Targeting Iron in Dry AMD

Therapeutic approaches to treat AMD

Are-related macular degeneration (AMD) remains the leading cause of blindness in individuals over 50. Anti-VEGF therapies have revolutionized the treatment of wet AMD, yet the majority of patients suffer from the non-neovascular (dry) form, where progressive retinal degeneration culminates in geographic atrophy (GA).

The first approved therapies for GA, targeting complement activation, marked an important milestone with FDA approval. However, their modest effect on slowing lesion growth, without evidence yet of functional benefit, together with the burden of monthly or bi-monthly intravitreal injections and safety concerns, including a possible increased risk of conversion to neovascular AMD, have limited their clinical adoption and prevented approval in Europe. These limitations have intensified the search for upstream mechanisms to slow or halt disease progression. Among these alternative candidates is iron.

Role of iron dysregulation and transferrin

Iron is essential for life. It fuels mitochondrial metabolism, oxygen transport, the visual cycle, DNA replication, and neurotransmission. But in excess it becomes toxic. Free iron generates reactive oxygen species, leading to oxidative stress, lipid peroxidation, and ferroptosis, a form of regulated necrosis increasingly recognized in neurodegeneration, from Parkinson’s to Alzheimer’s disease (1). Like the brain, the retina is particularly vulnerable, given its high metabolic activity and constant exposure to light and oxygen.

Abnormal iron deposits were first documented in the retinas of dry AMD patients over two decades ago (2). Since then, multiple lines of evidence, from human tissue to animal models, have pointed toward iron overload as a driver of retinal degeneration (3). Today, iron dysregulation is increasingly recognized as a therapeutic target, alongside a deeper understanding of iron-related cascades — most notably ferroptosis.

This is where transferrin enters the story. Transferrin is a glycoprotein responsible for binding and transporting iron safely through the body. By sequestering iron, transferrin maintains normal iron homeostasis, preventing the uncontrolled chemistry that generates toxic free radicals. When transferrin binding capacity is overwhelmed – as appears to be the case in AMD – iron can escape regulation and triggers ferroptosis.

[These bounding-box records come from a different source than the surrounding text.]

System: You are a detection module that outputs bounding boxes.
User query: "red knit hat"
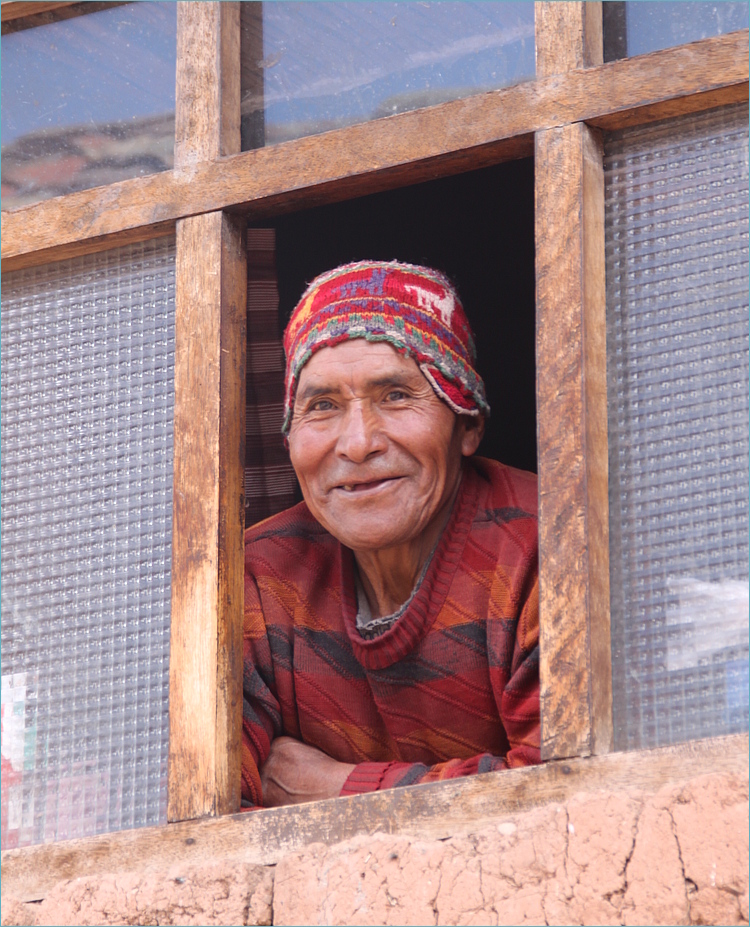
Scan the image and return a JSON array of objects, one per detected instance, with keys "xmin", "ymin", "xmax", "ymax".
[{"xmin": 282, "ymin": 261, "xmax": 490, "ymax": 435}]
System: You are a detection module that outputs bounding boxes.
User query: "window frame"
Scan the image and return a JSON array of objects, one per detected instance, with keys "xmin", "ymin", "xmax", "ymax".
[{"xmin": 2, "ymin": 0, "xmax": 748, "ymax": 897}]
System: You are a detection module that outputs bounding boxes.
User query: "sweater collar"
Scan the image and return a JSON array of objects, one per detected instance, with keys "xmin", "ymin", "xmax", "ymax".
[{"xmin": 338, "ymin": 463, "xmax": 479, "ymax": 670}]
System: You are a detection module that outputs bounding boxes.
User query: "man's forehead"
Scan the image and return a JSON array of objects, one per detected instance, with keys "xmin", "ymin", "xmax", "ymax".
[{"xmin": 298, "ymin": 338, "xmax": 424, "ymax": 392}]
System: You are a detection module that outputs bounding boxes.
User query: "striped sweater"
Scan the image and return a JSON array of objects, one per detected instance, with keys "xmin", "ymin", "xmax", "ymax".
[{"xmin": 242, "ymin": 458, "xmax": 540, "ymax": 806}]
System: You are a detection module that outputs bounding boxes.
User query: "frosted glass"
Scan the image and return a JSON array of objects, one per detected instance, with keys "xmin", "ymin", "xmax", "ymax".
[
  {"xmin": 605, "ymin": 104, "xmax": 748, "ymax": 749},
  {"xmin": 0, "ymin": 239, "xmax": 175, "ymax": 849}
]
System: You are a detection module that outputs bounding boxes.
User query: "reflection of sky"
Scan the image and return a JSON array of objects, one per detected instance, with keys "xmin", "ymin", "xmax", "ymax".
[
  {"xmin": 261, "ymin": 0, "xmax": 534, "ymax": 124},
  {"xmin": 0, "ymin": 2, "xmax": 177, "ymax": 144},
  {"xmin": 625, "ymin": 0, "xmax": 749, "ymax": 56}
]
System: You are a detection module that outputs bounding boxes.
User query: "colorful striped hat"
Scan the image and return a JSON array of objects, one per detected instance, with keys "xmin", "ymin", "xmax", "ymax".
[{"xmin": 282, "ymin": 261, "xmax": 490, "ymax": 435}]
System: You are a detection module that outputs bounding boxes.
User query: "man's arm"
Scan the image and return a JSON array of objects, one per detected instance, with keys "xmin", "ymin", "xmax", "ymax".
[
  {"xmin": 261, "ymin": 571, "xmax": 541, "ymax": 807},
  {"xmin": 260, "ymin": 737, "xmax": 356, "ymax": 808}
]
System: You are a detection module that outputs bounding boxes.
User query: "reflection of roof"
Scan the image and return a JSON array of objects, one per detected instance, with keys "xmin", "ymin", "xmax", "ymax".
[
  {"xmin": 253, "ymin": 86, "xmax": 486, "ymax": 145},
  {"xmin": 2, "ymin": 113, "xmax": 174, "ymax": 209}
]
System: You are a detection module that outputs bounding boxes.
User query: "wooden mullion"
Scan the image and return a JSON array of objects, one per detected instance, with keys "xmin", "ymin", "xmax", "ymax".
[
  {"xmin": 534, "ymin": 0, "xmax": 604, "ymax": 77},
  {"xmin": 167, "ymin": 2, "xmax": 247, "ymax": 821},
  {"xmin": 1, "ymin": 28, "xmax": 748, "ymax": 270},
  {"xmin": 535, "ymin": 2, "xmax": 612, "ymax": 759}
]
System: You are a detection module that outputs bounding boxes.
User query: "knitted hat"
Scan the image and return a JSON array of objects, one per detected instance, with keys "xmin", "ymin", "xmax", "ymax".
[{"xmin": 281, "ymin": 261, "xmax": 490, "ymax": 435}]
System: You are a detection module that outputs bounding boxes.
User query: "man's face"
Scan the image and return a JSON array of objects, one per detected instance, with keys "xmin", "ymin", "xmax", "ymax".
[{"xmin": 289, "ymin": 338, "xmax": 482, "ymax": 551}]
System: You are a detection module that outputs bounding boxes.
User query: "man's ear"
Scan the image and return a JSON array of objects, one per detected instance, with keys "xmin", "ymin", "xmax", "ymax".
[{"xmin": 461, "ymin": 415, "xmax": 484, "ymax": 457}]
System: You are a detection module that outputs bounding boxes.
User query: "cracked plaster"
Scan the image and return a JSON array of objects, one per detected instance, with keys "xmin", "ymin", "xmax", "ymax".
[{"xmin": 2, "ymin": 775, "xmax": 748, "ymax": 927}]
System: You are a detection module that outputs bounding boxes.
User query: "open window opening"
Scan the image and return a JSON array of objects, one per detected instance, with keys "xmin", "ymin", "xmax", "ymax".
[{"xmin": 245, "ymin": 159, "xmax": 536, "ymax": 525}]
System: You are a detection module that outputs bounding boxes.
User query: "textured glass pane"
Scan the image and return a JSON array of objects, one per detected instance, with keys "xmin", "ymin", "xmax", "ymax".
[
  {"xmin": 0, "ymin": 2, "xmax": 177, "ymax": 209},
  {"xmin": 602, "ymin": 0, "xmax": 749, "ymax": 61},
  {"xmin": 0, "ymin": 239, "xmax": 174, "ymax": 848},
  {"xmin": 242, "ymin": 0, "xmax": 535, "ymax": 149},
  {"xmin": 605, "ymin": 104, "xmax": 748, "ymax": 749}
]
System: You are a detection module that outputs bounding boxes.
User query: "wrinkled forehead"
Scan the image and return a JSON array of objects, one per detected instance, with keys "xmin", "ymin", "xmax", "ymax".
[{"xmin": 297, "ymin": 338, "xmax": 430, "ymax": 400}]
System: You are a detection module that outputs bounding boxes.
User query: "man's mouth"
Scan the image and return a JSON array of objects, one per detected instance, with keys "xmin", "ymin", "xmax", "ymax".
[{"xmin": 336, "ymin": 476, "xmax": 398, "ymax": 494}]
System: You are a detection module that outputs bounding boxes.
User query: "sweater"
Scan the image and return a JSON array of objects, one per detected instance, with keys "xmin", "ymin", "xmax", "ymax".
[{"xmin": 242, "ymin": 457, "xmax": 540, "ymax": 806}]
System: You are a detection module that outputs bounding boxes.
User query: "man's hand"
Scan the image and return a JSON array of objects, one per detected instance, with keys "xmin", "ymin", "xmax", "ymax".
[{"xmin": 260, "ymin": 737, "xmax": 354, "ymax": 808}]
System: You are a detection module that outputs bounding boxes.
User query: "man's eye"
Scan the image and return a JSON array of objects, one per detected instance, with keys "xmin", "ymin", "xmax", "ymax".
[{"xmin": 308, "ymin": 399, "xmax": 333, "ymax": 412}]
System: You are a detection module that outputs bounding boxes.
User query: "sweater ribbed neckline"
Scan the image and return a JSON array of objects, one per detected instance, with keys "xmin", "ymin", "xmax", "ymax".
[{"xmin": 338, "ymin": 464, "xmax": 479, "ymax": 670}]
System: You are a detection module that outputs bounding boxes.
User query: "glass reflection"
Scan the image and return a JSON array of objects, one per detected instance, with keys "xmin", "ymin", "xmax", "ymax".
[
  {"xmin": 242, "ymin": 0, "xmax": 535, "ymax": 149},
  {"xmin": 0, "ymin": 2, "xmax": 177, "ymax": 209},
  {"xmin": 602, "ymin": 0, "xmax": 750, "ymax": 61}
]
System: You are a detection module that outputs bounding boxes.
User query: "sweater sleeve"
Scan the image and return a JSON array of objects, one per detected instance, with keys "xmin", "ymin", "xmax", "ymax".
[
  {"xmin": 242, "ymin": 571, "xmax": 282, "ymax": 807},
  {"xmin": 341, "ymin": 555, "xmax": 541, "ymax": 795}
]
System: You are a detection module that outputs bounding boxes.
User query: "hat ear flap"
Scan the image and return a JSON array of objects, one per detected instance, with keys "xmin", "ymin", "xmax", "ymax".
[{"xmin": 419, "ymin": 364, "xmax": 481, "ymax": 415}]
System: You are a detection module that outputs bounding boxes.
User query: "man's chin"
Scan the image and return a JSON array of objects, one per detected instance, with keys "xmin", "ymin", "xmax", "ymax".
[{"xmin": 325, "ymin": 512, "xmax": 418, "ymax": 551}]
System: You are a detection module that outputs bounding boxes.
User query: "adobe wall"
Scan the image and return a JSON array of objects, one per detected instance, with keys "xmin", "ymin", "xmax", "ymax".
[{"xmin": 2, "ymin": 773, "xmax": 748, "ymax": 925}]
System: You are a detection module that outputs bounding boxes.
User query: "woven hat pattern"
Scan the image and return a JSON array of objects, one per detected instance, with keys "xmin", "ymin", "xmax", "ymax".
[{"xmin": 282, "ymin": 261, "xmax": 490, "ymax": 434}]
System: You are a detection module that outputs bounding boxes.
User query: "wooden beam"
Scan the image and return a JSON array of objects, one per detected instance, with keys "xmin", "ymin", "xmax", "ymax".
[
  {"xmin": 2, "ymin": 734, "xmax": 748, "ymax": 901},
  {"xmin": 0, "ymin": 0, "xmax": 129, "ymax": 35},
  {"xmin": 534, "ymin": 0, "xmax": 604, "ymax": 77},
  {"xmin": 0, "ymin": 0, "xmax": 77, "ymax": 23},
  {"xmin": 174, "ymin": 0, "xmax": 240, "ymax": 169},
  {"xmin": 167, "ymin": 2, "xmax": 247, "ymax": 821},
  {"xmin": 2, "ymin": 30, "xmax": 748, "ymax": 270},
  {"xmin": 535, "ymin": 123, "xmax": 612, "ymax": 759},
  {"xmin": 167, "ymin": 213, "xmax": 247, "ymax": 821}
]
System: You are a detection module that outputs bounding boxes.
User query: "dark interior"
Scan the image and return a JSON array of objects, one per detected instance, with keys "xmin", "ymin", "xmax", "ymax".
[{"xmin": 263, "ymin": 159, "xmax": 536, "ymax": 472}]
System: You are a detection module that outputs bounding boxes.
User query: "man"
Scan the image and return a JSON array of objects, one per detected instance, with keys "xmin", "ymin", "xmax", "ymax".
[{"xmin": 242, "ymin": 261, "xmax": 540, "ymax": 806}]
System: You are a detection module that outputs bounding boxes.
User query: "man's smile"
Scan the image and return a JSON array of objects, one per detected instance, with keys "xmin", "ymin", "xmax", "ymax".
[{"xmin": 333, "ymin": 476, "xmax": 402, "ymax": 495}]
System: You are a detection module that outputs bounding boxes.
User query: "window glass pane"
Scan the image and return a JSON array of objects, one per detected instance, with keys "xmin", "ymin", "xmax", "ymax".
[
  {"xmin": 0, "ymin": 239, "xmax": 175, "ymax": 849},
  {"xmin": 605, "ymin": 104, "xmax": 749, "ymax": 749},
  {"xmin": 602, "ymin": 0, "xmax": 750, "ymax": 61},
  {"xmin": 242, "ymin": 0, "xmax": 534, "ymax": 149},
  {"xmin": 0, "ymin": 2, "xmax": 177, "ymax": 209}
]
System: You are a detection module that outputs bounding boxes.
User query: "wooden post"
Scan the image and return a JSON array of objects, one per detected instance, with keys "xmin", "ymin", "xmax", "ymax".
[
  {"xmin": 167, "ymin": 2, "xmax": 247, "ymax": 821},
  {"xmin": 535, "ymin": 3, "xmax": 612, "ymax": 759}
]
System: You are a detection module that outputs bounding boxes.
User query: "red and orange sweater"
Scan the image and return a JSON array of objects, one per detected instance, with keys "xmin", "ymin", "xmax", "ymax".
[{"xmin": 242, "ymin": 458, "xmax": 540, "ymax": 805}]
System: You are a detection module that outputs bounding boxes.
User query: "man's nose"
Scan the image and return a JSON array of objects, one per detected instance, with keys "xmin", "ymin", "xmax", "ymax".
[{"xmin": 336, "ymin": 401, "xmax": 386, "ymax": 463}]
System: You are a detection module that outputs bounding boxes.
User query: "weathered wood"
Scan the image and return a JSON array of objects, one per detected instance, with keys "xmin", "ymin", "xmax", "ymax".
[
  {"xmin": 168, "ymin": 2, "xmax": 247, "ymax": 821},
  {"xmin": 535, "ymin": 123, "xmax": 611, "ymax": 759},
  {"xmin": 174, "ymin": 0, "xmax": 240, "ymax": 169},
  {"xmin": 0, "ymin": 0, "xmax": 76, "ymax": 22},
  {"xmin": 534, "ymin": 0, "xmax": 604, "ymax": 77},
  {"xmin": 2, "ymin": 734, "xmax": 748, "ymax": 901},
  {"xmin": 2, "ymin": 30, "xmax": 748, "ymax": 270},
  {"xmin": 0, "ymin": 0, "xmax": 128, "ymax": 35},
  {"xmin": 167, "ymin": 213, "xmax": 246, "ymax": 821},
  {"xmin": 215, "ymin": 214, "xmax": 247, "ymax": 814},
  {"xmin": 580, "ymin": 127, "xmax": 612, "ymax": 755}
]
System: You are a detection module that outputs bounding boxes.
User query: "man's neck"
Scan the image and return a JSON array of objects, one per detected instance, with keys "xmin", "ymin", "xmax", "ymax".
[{"xmin": 354, "ymin": 479, "xmax": 461, "ymax": 618}]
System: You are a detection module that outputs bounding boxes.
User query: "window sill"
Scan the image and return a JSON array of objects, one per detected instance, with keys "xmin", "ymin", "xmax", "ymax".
[{"xmin": 2, "ymin": 734, "xmax": 748, "ymax": 901}]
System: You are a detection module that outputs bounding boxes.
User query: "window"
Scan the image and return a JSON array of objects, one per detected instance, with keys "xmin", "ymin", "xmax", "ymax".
[{"xmin": 2, "ymin": 3, "xmax": 748, "ymax": 900}]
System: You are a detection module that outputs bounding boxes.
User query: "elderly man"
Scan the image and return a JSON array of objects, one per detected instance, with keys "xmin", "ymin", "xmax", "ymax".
[{"xmin": 242, "ymin": 261, "xmax": 539, "ymax": 806}]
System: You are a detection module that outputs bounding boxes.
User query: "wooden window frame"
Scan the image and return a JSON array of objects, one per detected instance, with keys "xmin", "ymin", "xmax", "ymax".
[{"xmin": 1, "ymin": 0, "xmax": 748, "ymax": 900}]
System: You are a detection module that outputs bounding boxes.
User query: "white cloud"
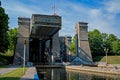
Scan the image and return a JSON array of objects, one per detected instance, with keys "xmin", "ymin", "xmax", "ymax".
[
  {"xmin": 1, "ymin": 0, "xmax": 120, "ymax": 37},
  {"xmin": 104, "ymin": 0, "xmax": 120, "ymax": 14}
]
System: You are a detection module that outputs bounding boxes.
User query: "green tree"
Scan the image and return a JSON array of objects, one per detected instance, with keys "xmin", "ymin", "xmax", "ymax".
[
  {"xmin": 112, "ymin": 40, "xmax": 120, "ymax": 54},
  {"xmin": 0, "ymin": 7, "xmax": 9, "ymax": 52},
  {"xmin": 8, "ymin": 28, "xmax": 18, "ymax": 50},
  {"xmin": 105, "ymin": 34, "xmax": 118, "ymax": 54}
]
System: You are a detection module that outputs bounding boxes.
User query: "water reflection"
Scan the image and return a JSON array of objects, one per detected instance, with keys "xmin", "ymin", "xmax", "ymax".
[
  {"xmin": 38, "ymin": 68, "xmax": 67, "ymax": 80},
  {"xmin": 38, "ymin": 68, "xmax": 120, "ymax": 80},
  {"xmin": 67, "ymin": 71, "xmax": 120, "ymax": 80}
]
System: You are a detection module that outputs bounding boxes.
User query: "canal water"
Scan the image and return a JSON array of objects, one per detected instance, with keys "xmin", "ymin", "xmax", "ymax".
[{"xmin": 37, "ymin": 68, "xmax": 120, "ymax": 80}]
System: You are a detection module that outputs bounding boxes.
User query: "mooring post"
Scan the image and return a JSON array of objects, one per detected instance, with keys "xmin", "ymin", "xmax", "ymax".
[
  {"xmin": 50, "ymin": 38, "xmax": 54, "ymax": 65},
  {"xmin": 23, "ymin": 39, "xmax": 27, "ymax": 74},
  {"xmin": 76, "ymin": 33, "xmax": 78, "ymax": 57}
]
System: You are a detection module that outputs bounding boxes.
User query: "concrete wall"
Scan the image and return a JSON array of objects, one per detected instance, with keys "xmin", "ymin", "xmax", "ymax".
[
  {"xmin": 76, "ymin": 22, "xmax": 92, "ymax": 61},
  {"xmin": 13, "ymin": 17, "xmax": 30, "ymax": 65}
]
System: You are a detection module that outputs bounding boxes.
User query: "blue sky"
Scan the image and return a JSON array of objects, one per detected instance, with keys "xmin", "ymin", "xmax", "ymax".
[{"xmin": 1, "ymin": 0, "xmax": 120, "ymax": 38}]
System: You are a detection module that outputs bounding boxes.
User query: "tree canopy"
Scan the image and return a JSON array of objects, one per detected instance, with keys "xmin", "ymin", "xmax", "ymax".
[
  {"xmin": 0, "ymin": 7, "xmax": 9, "ymax": 52},
  {"xmin": 70, "ymin": 29, "xmax": 120, "ymax": 56}
]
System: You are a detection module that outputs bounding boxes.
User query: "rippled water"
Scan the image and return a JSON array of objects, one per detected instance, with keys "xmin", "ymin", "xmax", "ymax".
[{"xmin": 38, "ymin": 68, "xmax": 120, "ymax": 80}]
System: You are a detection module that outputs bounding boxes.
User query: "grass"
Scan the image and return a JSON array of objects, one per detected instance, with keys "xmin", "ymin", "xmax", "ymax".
[
  {"xmin": 0, "ymin": 68, "xmax": 28, "ymax": 80},
  {"xmin": 96, "ymin": 56, "xmax": 120, "ymax": 64}
]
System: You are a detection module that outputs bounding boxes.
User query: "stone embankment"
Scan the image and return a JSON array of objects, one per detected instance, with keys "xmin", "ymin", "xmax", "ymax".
[{"xmin": 66, "ymin": 66, "xmax": 120, "ymax": 75}]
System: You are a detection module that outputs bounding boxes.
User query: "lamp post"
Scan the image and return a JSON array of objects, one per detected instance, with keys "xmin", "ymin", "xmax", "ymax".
[
  {"xmin": 23, "ymin": 39, "xmax": 27, "ymax": 74},
  {"xmin": 104, "ymin": 48, "xmax": 109, "ymax": 64}
]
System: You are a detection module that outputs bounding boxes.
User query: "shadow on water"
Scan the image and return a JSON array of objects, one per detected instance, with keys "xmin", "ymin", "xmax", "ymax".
[
  {"xmin": 0, "ymin": 77, "xmax": 34, "ymax": 80},
  {"xmin": 37, "ymin": 68, "xmax": 120, "ymax": 80}
]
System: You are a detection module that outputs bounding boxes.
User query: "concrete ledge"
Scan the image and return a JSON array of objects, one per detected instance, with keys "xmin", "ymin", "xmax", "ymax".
[{"xmin": 66, "ymin": 66, "xmax": 120, "ymax": 75}]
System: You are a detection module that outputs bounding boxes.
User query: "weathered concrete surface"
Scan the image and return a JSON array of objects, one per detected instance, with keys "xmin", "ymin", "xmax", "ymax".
[
  {"xmin": 13, "ymin": 18, "xmax": 30, "ymax": 65},
  {"xmin": 20, "ymin": 67, "xmax": 37, "ymax": 80},
  {"xmin": 75, "ymin": 22, "xmax": 92, "ymax": 62}
]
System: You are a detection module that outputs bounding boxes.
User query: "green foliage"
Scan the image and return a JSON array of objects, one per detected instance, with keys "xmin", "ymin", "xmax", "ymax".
[
  {"xmin": 0, "ymin": 7, "xmax": 9, "ymax": 52},
  {"xmin": 8, "ymin": 28, "xmax": 18, "ymax": 50},
  {"xmin": 112, "ymin": 40, "xmax": 120, "ymax": 54}
]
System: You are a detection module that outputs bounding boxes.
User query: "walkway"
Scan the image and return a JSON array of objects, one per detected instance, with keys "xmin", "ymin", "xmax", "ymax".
[
  {"xmin": 20, "ymin": 67, "xmax": 37, "ymax": 80},
  {"xmin": 0, "ymin": 66, "xmax": 19, "ymax": 75}
]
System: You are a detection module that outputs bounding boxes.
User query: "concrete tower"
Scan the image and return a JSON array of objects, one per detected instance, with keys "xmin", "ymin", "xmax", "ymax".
[
  {"xmin": 13, "ymin": 17, "xmax": 30, "ymax": 65},
  {"xmin": 75, "ymin": 22, "xmax": 92, "ymax": 61}
]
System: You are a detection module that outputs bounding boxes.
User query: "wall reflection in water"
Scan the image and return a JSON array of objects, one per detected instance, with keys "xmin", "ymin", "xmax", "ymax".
[
  {"xmin": 37, "ymin": 68, "xmax": 120, "ymax": 80},
  {"xmin": 67, "ymin": 71, "xmax": 120, "ymax": 80}
]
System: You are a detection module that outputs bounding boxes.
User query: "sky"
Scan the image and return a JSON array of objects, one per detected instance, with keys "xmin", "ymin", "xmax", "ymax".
[{"xmin": 1, "ymin": 0, "xmax": 120, "ymax": 38}]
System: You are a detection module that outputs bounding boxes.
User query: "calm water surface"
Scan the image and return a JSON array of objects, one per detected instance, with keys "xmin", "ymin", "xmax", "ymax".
[{"xmin": 38, "ymin": 68, "xmax": 120, "ymax": 80}]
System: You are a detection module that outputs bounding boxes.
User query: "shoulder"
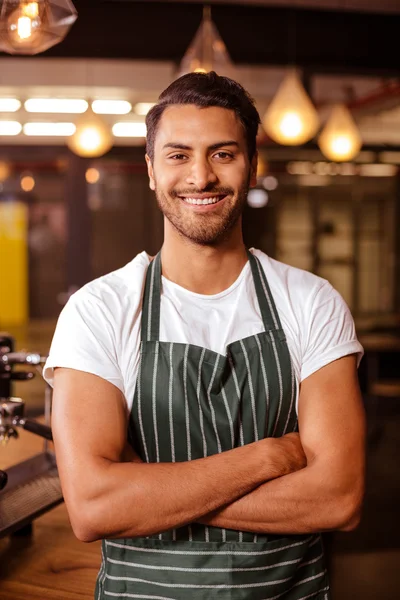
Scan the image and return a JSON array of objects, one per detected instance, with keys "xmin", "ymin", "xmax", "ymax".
[
  {"xmin": 251, "ymin": 248, "xmax": 328, "ymax": 310},
  {"xmin": 68, "ymin": 252, "xmax": 149, "ymax": 314}
]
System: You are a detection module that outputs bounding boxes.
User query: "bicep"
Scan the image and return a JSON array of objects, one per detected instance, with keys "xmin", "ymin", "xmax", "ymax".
[
  {"xmin": 298, "ymin": 355, "xmax": 365, "ymax": 486},
  {"xmin": 52, "ymin": 368, "xmax": 127, "ymax": 505}
]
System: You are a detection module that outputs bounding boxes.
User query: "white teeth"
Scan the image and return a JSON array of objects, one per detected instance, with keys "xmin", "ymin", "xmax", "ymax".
[{"xmin": 184, "ymin": 197, "xmax": 220, "ymax": 204}]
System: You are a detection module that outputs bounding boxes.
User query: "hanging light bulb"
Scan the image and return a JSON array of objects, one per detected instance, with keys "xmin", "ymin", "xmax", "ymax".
[
  {"xmin": 67, "ymin": 110, "xmax": 113, "ymax": 158},
  {"xmin": 263, "ymin": 71, "xmax": 319, "ymax": 146},
  {"xmin": 0, "ymin": 0, "xmax": 77, "ymax": 54},
  {"xmin": 178, "ymin": 6, "xmax": 235, "ymax": 77},
  {"xmin": 318, "ymin": 104, "xmax": 362, "ymax": 162}
]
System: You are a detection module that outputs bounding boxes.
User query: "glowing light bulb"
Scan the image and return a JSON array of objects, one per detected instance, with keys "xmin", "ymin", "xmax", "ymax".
[
  {"xmin": 67, "ymin": 111, "xmax": 113, "ymax": 157},
  {"xmin": 17, "ymin": 17, "xmax": 32, "ymax": 40},
  {"xmin": 332, "ymin": 135, "xmax": 351, "ymax": 156},
  {"xmin": 263, "ymin": 71, "xmax": 319, "ymax": 146},
  {"xmin": 85, "ymin": 167, "xmax": 100, "ymax": 184},
  {"xmin": 21, "ymin": 175, "xmax": 36, "ymax": 192},
  {"xmin": 22, "ymin": 2, "xmax": 39, "ymax": 19},
  {"xmin": 8, "ymin": 2, "xmax": 42, "ymax": 44},
  {"xmin": 318, "ymin": 104, "xmax": 362, "ymax": 162},
  {"xmin": 279, "ymin": 112, "xmax": 303, "ymax": 139}
]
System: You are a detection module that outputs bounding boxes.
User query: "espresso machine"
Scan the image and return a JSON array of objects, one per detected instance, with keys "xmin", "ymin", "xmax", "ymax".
[{"xmin": 0, "ymin": 332, "xmax": 63, "ymax": 538}]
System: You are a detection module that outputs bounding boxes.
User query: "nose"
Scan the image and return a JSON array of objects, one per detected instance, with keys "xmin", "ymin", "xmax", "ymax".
[{"xmin": 186, "ymin": 159, "xmax": 217, "ymax": 190}]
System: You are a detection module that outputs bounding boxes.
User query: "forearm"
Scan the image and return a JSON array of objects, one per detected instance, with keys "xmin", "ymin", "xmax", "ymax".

Counteracting iron retinal toxicity

At the 2025 EURETINA meeting in Paris, and in our recent Cell Death & Disease study (4), we reported the largest dataset to date showing elevated iron levels and increased transferrin saturation in the aqueous humor from dry AMD patients, providing additional confirmation of iron dysregulation in AMD. Strikingly, these changes were most pronounced in early GA, suggesting that iron dysregulation may drive the progression from dry AMD to GA.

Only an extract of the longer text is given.